Vector2.Scale is scaling up or down this Vector. You could also write it as

md = new Vector2 (md.x * sensitivity * smoothing, md.y * sensitivity * smoothing);

Actually it is quite unnecessary because you could write it way simplier like this:

md *= sensitivity * smoothing;

Then Mathf.Lerp is a linear interpolation between the two given positions using a certain factor between 0 and 1, where 0 would be fully the first parameter, 1 fully the second, otherwise anything in between.

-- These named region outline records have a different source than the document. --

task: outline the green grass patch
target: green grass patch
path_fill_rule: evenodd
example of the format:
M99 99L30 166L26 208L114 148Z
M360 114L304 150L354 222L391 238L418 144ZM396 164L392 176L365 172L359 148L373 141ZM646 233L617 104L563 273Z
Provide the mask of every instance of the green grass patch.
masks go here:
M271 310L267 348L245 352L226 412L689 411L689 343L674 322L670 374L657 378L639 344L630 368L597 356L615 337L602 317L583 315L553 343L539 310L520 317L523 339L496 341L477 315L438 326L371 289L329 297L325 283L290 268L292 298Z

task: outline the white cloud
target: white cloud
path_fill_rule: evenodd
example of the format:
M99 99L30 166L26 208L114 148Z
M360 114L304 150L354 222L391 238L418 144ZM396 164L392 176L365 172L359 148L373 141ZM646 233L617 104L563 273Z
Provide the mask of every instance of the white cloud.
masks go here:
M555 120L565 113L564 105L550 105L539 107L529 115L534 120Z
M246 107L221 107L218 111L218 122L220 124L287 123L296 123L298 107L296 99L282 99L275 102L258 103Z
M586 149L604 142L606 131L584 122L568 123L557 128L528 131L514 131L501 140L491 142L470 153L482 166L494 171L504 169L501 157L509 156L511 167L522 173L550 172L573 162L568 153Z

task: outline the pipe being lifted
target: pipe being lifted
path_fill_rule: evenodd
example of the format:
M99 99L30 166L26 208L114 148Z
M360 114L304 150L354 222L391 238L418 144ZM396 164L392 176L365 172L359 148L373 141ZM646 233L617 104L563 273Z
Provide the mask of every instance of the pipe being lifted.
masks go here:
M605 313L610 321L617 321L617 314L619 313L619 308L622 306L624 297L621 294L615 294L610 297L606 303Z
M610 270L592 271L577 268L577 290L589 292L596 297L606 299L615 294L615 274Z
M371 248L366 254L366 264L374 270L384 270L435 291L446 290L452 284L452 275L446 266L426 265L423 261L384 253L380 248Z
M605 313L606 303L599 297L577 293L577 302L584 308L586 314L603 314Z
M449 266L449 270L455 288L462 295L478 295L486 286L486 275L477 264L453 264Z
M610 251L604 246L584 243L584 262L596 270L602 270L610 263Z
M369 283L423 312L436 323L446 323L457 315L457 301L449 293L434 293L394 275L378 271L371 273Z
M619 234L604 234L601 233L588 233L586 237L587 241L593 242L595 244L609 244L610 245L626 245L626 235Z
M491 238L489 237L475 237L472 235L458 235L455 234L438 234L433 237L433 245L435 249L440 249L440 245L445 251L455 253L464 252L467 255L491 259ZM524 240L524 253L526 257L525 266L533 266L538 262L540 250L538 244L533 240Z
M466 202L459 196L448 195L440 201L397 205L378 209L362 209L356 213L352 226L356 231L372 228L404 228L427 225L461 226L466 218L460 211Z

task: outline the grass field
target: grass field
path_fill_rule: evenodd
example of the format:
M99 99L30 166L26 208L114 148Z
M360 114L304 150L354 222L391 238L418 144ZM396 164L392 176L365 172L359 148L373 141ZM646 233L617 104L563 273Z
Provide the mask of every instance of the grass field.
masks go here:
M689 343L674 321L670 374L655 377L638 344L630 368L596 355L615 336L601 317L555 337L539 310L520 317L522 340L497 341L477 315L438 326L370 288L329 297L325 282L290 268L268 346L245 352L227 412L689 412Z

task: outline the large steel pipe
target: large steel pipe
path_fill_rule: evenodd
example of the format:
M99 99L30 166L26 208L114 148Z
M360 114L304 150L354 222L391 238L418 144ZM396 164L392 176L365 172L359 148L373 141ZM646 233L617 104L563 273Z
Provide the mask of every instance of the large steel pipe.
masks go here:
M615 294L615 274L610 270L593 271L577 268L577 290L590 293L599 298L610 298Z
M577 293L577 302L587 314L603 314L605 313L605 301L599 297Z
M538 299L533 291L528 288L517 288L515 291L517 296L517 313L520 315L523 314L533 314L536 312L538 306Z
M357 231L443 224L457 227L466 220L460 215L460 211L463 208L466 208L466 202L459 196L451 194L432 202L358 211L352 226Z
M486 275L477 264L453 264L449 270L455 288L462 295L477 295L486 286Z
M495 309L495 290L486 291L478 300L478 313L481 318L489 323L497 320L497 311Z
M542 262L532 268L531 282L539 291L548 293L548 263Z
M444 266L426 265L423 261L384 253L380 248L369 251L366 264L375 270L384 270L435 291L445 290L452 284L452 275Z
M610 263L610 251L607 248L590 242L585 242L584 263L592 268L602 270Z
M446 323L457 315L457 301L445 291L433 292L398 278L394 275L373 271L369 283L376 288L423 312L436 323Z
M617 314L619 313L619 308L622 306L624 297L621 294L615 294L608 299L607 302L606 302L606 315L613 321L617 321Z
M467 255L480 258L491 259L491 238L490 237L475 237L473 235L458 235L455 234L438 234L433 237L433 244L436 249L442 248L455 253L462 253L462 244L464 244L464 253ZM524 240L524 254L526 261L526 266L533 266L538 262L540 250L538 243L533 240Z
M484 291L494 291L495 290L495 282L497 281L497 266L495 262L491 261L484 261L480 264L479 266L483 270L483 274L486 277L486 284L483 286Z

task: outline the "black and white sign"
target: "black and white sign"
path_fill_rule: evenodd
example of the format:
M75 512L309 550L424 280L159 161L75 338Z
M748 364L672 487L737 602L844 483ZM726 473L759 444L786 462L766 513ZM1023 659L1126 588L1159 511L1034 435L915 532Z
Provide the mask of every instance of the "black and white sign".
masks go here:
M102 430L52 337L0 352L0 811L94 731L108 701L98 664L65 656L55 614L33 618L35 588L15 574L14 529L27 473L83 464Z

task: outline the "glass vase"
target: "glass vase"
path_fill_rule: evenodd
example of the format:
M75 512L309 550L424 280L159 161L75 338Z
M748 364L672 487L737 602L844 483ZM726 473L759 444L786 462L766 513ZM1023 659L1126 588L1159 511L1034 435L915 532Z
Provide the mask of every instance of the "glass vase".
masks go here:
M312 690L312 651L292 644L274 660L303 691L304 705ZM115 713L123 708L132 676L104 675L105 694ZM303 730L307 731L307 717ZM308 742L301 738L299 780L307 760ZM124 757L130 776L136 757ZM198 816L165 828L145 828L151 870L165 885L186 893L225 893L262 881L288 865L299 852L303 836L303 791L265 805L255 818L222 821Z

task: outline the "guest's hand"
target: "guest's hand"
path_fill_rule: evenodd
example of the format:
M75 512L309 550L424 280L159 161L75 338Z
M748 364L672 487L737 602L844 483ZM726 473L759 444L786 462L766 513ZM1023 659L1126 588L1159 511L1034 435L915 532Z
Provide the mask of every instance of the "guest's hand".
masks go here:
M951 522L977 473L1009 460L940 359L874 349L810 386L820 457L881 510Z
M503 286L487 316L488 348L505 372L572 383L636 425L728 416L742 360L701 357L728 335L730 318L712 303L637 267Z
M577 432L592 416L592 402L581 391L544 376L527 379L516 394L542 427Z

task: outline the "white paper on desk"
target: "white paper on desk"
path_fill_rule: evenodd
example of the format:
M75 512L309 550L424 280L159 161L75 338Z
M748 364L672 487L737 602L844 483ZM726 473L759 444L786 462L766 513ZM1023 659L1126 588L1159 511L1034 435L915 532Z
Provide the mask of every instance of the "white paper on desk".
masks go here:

E.g. a factor 0.5 would result in the center between both values so this depends on your given value for smoothing

    smoothV.x = Mathf.Lerp (smoothV.x, md.x, 1f / smoothing);
    smoothV.y = Mathf.Lerp (smoothV.y, md.y, 1f / smoothing);

Again this is written quite unnecessarily because it is better written directly using Vector2.Lerp

 smoothV = Vector2.Lerp(smoothV, md, 1f/smoothing);

But actually I'm not quite sure this even does what you would expect since this is no absolute value but something you later on add every frame so using a Lerp on it makes not much sense to me anyway... I would probably directly use Lerp for moving the current mouseLoock towards the new target value.


Finally you do

mouseLook += smoothV;
if(mouseLook.y>-40 && mouseLook.y<60)
    transform.localRotation = Quaternion.AngleAxis (-mouseLook.y, Vector3.right);

character.GetComponent<CharacterController>().transform.localRotation = Quaternion.AngleAxis (mouseLook.x, character.transform.up);

Which updates two rotations. There is nothing in your code assigning any new position at all ...


Besides that the frame wise usage of GetComponent is extremely inefficient, you should rather store that reference once (e.g. in Start) and reuse it later.